Similarly, we can go ahead and save this to change list.
Again, we can resolve, get latest revision, and then resolve our conflict state.
If I were to again run this merge tool, we'll see that in this time, the second, third, and fourth revisions or the the content that was added by those revisions are being removed and were left with that. The content added on revision one, and the content added on revision five with everything in between scrubbed out.
So if I save that, close, and I'll tell it go ahead and replace. If I click back over here, We've got our first and our fifth revision content represented now in our local workspace.
And so now, again, this is still local workspace. I can now submit this for revision six, which would then update it for The server, which would then also notify anyone else that has a workspace with this file in it, to pull down the latest revision to get the latest content.
So let's go ahead and revert this one more time.
And then our last option in here, we go ahead and do an undo change one more time. Is to undo all changes from a certain selected point to the most recent revision.
With that, if I were to say Revision two here, and say, let's save this to the default again, and I'll go ahead and save this to change list.
What you'll see is that revision two, as well as three, four, and five will all be excluded from this file. And to notice I'm not entered into a conflict state at this point, because what it's really doing is going to the reversion right before you've what you've selected, and putting that back in place and doing that get latest for you. So it just kinda pulls the content directly out of that revision, into your local workspace file. So if I were to come over here, I only have revision one's content in place.
And so, again, now I'm ready to go ahead and submit this change back to the server, making revision six match the content from revision one.
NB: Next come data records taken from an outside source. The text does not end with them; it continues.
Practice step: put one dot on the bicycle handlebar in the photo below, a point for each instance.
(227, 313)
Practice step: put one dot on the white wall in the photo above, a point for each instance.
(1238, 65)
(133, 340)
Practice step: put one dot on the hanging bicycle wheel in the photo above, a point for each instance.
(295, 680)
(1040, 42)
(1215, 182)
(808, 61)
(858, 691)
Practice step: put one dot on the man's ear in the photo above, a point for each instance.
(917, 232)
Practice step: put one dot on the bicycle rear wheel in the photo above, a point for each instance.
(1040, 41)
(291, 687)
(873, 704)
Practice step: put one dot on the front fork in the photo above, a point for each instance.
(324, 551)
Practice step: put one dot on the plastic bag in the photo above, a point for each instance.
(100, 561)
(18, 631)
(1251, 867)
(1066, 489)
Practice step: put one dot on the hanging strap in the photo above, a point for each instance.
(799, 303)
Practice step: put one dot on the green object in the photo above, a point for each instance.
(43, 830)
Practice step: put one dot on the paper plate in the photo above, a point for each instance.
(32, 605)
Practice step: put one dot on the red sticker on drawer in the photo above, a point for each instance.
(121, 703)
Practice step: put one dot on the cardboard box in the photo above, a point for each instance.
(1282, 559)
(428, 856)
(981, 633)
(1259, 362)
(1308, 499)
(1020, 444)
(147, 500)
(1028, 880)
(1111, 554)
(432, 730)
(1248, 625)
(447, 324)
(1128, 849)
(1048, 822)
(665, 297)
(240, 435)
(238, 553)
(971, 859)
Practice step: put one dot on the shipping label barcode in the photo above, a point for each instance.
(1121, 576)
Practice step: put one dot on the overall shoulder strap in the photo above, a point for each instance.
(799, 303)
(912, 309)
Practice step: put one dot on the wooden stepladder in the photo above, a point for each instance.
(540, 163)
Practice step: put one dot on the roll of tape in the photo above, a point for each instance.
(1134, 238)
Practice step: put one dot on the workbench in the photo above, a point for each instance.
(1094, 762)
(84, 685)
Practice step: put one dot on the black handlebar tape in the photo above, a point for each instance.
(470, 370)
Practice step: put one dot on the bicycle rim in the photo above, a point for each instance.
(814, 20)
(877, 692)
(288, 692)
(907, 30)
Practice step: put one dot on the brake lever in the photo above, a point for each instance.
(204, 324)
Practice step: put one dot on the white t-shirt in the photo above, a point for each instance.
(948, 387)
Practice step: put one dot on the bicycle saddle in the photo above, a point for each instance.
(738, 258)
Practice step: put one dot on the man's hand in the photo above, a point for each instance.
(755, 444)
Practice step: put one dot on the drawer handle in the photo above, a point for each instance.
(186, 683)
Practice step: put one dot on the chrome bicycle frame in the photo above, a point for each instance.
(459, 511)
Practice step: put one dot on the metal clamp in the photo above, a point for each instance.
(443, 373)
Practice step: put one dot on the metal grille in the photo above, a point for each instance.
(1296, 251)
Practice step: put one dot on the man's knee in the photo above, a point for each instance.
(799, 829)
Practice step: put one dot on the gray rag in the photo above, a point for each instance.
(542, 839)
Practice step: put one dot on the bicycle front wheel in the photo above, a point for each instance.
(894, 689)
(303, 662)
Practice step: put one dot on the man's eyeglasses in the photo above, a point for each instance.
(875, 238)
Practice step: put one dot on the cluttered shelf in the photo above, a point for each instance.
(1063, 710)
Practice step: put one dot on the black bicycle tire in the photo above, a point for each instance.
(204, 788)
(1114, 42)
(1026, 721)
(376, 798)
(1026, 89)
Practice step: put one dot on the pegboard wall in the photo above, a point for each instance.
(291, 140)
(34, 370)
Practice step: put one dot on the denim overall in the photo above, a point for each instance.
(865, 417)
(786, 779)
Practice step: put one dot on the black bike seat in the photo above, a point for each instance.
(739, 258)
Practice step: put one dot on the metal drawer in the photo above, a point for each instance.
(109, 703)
And we still have all that other history. If we needed to go back and troubleshoot and figure out what actually had occurred or broken, we can still see that. We haven't actually fully lost anything.
And we're not in a bad state.
So let me revert that one more time.
There's one more thing I do want to show you guys here, which is if we were to select ace folder hierarchy, we do still have that option to undo changes.
And in here, If we wanted to undo a single change, we would want to select a change list, or a range of changes.
This is the difference here is that you can actually select your time frame, and if you're doing a folder or things of that nature. So here, because or not mapped to specific provisions and all of that. If I wanted to undo everything from Today, we'll say, two days ago, we'll just try and skip over all of that. Here's what we can also preview. And see all of our changes that would occur. Here are the file changes that would be undone. So revision two of these files would be undone.
As well as these files would be deleted and removed from our workspace because they didn't exist at the time, or their introduction and and subsequent edits occurred during that time period.
So we can preview that. We can also save that to a change list.
And once we go ahead and save that, this is just a warning that's popping up that saying, hey, I've marked some things for delete because they did not exist. So if I wanted to revert back to the state that this workspace looked like at that point, I need to actually mark these for delete.
And so we have all of our files here with that sort of those edits in place.
And, again, Now if there are any resolutions that need to take place, you would be able to get latest, resolve those, and then submit back, or if there's nothing that needs to be resolved in that style. You can actually just submit these changes back to restore an entire folder structure to a previous state, and that was found at that time.
So I hope this has been helpful, and it's how you can go ahead and manage undoing changes that have been recorded into your healer's core server easily and without fear. Thank you.